De acordo com o BBI, as ações da construtora acumulam queda de 40% no ano, pressionadas por revisões negativas nas estimativas de lucro por ação.
“Seguimos vendo visibilidade limitada para uma melhora mais consistente da trajetória de resultados no curto prazo.
BTG Pactual mantém compra
O BTG Pactual, por sua vez, afirmou que a Plano & Plano divulgou “resultados modestos” em sua prévia, com lançamentos e vendas em linha com as expectativas, mas com consumo de caixa R$ 50 milhões acima do projetado.
Segundo o banco, a piora ocorreu devido a atrasos nos recebimentos do programa habitacional “Pode Entrar“ (da Prefeitura de São Paulo), de aproximadamente R$ 50 milhões, e na cessão de recebíveis de clientes com renda informal, de cerca de R$ 35 milhões.
Apesar disso, a casa destacou que, entre abril e junho, a companhia lançou R$ 826 milhões em VGV, queda de 41% na comparação anual, mas em linha com a projeção. Todos os lançamentos foram enquadrados na Faixa 2 do Minha Casa, Minha Vida (MCMV).
O BTG também ponderou que a velocidade de vendas (VSO) ficou em 19% no 2T26, estável em relação ao mesmo período de 2025, embora tenha sido impactada pela concentração dos lançamentos no último mês do trimestre.

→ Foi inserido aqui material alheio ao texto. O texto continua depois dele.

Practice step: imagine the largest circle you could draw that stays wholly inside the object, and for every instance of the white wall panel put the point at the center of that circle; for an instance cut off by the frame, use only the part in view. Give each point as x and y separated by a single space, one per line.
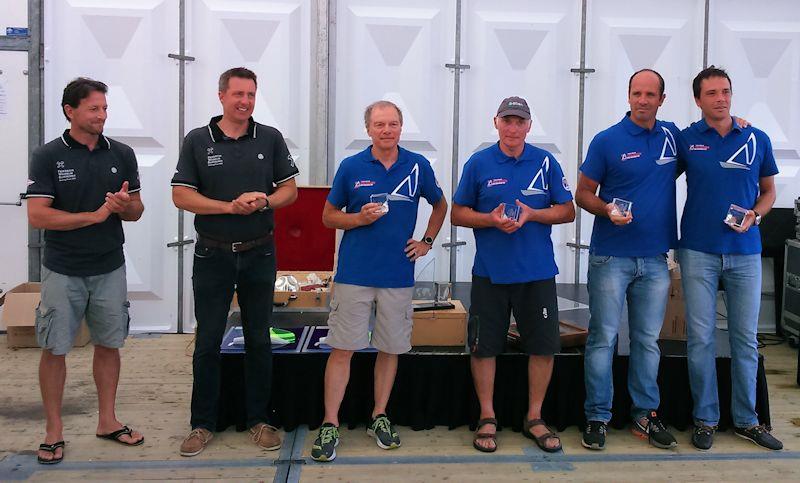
14 139
396 50
270 38
622 40
521 48
760 49
125 44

“Apesar da dinâmica de resultados mais fraca no curto prazo, mantemos nossa recomendação de compra para a ação, pois continuamos vendo uma perspectiva bastante positiva para o Minha Casa, Minha Vida e acreditamos que a Plano & Plano deverá recuperar sua rentabilidade em breve”, afirmou o banco.
“Pretendemos revisar nossas estimativas para a construtora após um primeiro semestre de 2026 mais fraco, mas reiteramos nossa recomendação de compra”, prosseguiu.
O preço-alvo do BTG para os papéis é de R$ 23, o que representa potencial de valorização (upside) de aproximadamente 184% frente aos níveis atuais.
Safra vê resultados mistos
Já o Safra avaliou que a Plano & Plano apresentou “números mistos”. Segundo o banco, apesar de uma retração de 34% ano a ano nos lançamentos — atribuída à suspensão de alvarás de construção —, as vendas líquidas ficaram em linha com as estimativas, “impulsionando um sólido VSO trimestral de 19%”.
Por outro lado, a casa destacou, assim como o BTG, que a queima de caixa operacional, que atingiu R$ 103 milhões, ficou R$ 47 milhões acima do esperado.
“Apesar da retração nos lançamentos, que tiveram maior concentração em junho, as vendas líquidas da companhia ainda apresentaram alguma melhora. No entanto, a queima de caixa acima do projetado pode pesar sobre o sentimento do mercado”, afirmou o Safra.
“Embora continuemos a preferir outras empresas do segmento de baixa renda com menos entraves e maior visibilidade de lucros, mantemos nossa recomendação outperform (equivalente à compra) para as ações, dado o valuation atrativo de 3,3 vezes o P/L (preço/lucro) projetado para 2027, um desconto de 37% em relação aos pares”, acrescentou.
O preço-alvo do banco para os papéis é de R$ 12, o que representa potencial de valorização de aproximadamente 48,5%.